…There was a recent article on Babble.com called Is it Possible that Breastfed Babies Bond with Mom Less than Formula-Fed Ones? I posted a link on my facebook page and asked about your thoughts…getting some very interesting ones. Who has the best readers? I do! One of the most important points is that yes, Babble.com is now affiliated with Similac infant Formula and Disney. So anything they post will probably be pro-formula and peddled by princesses. Read with caution.
Side note: I’m number 37 in Babble’s Top 50 Mom Blogs: the Best Mom Blogs and Bloggers, only at Babble.com, a ‘vote for me’ campaign I started before I knew that Babble was in cahoots with Similac. Here’s an idea, I wrote to Peggy O’Mara of Mothering.com asking her to run some similar contests for the Natural Parenting Community. Wouldn’t it be awesome if Mothering.com had the top 50 Attachment Parenting Blogs, and the top 25 Nutritional Food Blogs, and the Best of the Handmade Craft Blogs? I don’t think I got very far with my suggestion, but I think Mothering.com could become the next Babble.com that IS pro-breastfeeding, etc…that would be awesome. Drop webmaster at mothering dot com a line if you agree ;o)
So, besides the formula connection, I had some other thoughts that I was mulling over… When my first baby was born she was intensively parented. She was the first daughter for my husband and me, the first granddaughter for 6 grandparents, and the first great-grandchild for 6 great-grandparents. To say that she got a quantity of ‘quality attention’ would be an understatement.

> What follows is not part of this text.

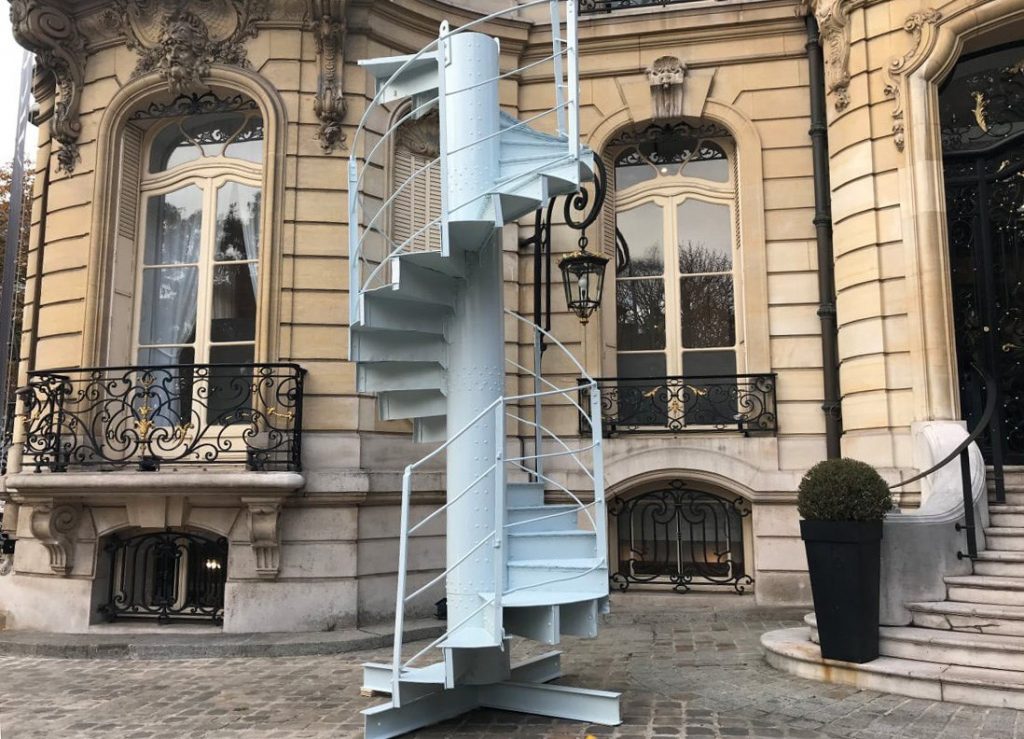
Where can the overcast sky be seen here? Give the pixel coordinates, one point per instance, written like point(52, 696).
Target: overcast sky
point(10, 66)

Then second baby was born. I have since told expecting mothers that this is the most difficult baby to add to a family, not because of anything they bring to the game, but because so much of our expectations have to be reconsidered, to put it mildly. There is no way in the world that a second baby can be as intensively parented as the first. But yet, there’s a first baby that is um, expecting the intensive parenting to continue, and a second baby that needs parenting. This is where most mothers meet an existential moment, ‘how can I be all of these things to all of these people?’
The writer of the Babble piece is in that moment, and is thinking that breastfeeding is the culprit. she’s been conditioned, like most of us, especially when we’re new to the game, to think that quality time trumps quantity time in parenting. But, breastfeeding isn’t the culprit, it’s the clue. Breastfeeding is the primary roadmap for how our parenting should be. Breastfeeding puts quantity over ‘quality’ (quality here is the label that we give to the intensive, gotta constantly be ON for the baby’s development type of parenting.) Massive hours spent nursing, that’s what babies need. They need to stare at your breast and they need to sleep right next to your body. They need to be attached and here’s the most important thing, they need to be a part of you, while you go about your day. They need you to talk, but not necessarily to them (constantly worried about their development.) They need to hear you talking to the postman, they need to hear you talking to people in the family, they need to hear you working at what you love.
The dilemma here isn’t that the second child gets a less intensive parenting, the dilemma is that we’ve been conditioned to believe that the first child needs so much. (I would like to report that my first child, intensively parented though she was, did adapt well to having the intensity turned down when second baby appeared. Once she realized that yes, the baby is attached to mommy too, she relaxed into it.) So, while my first daughter may have created me as a mother. My second and subsequent babies gave me my mojo. I’m thankful to all of them ;o)
So that’s my point and leads up to my super cool new stickers: Center of the Universe
this is one of my favorite comics, because the baby is thinking “I am the center of the universe” and yet the gravitational pull goes both ways. The baby can think that, but the breasts, ergo Mama, really holds the center and both orbits go round.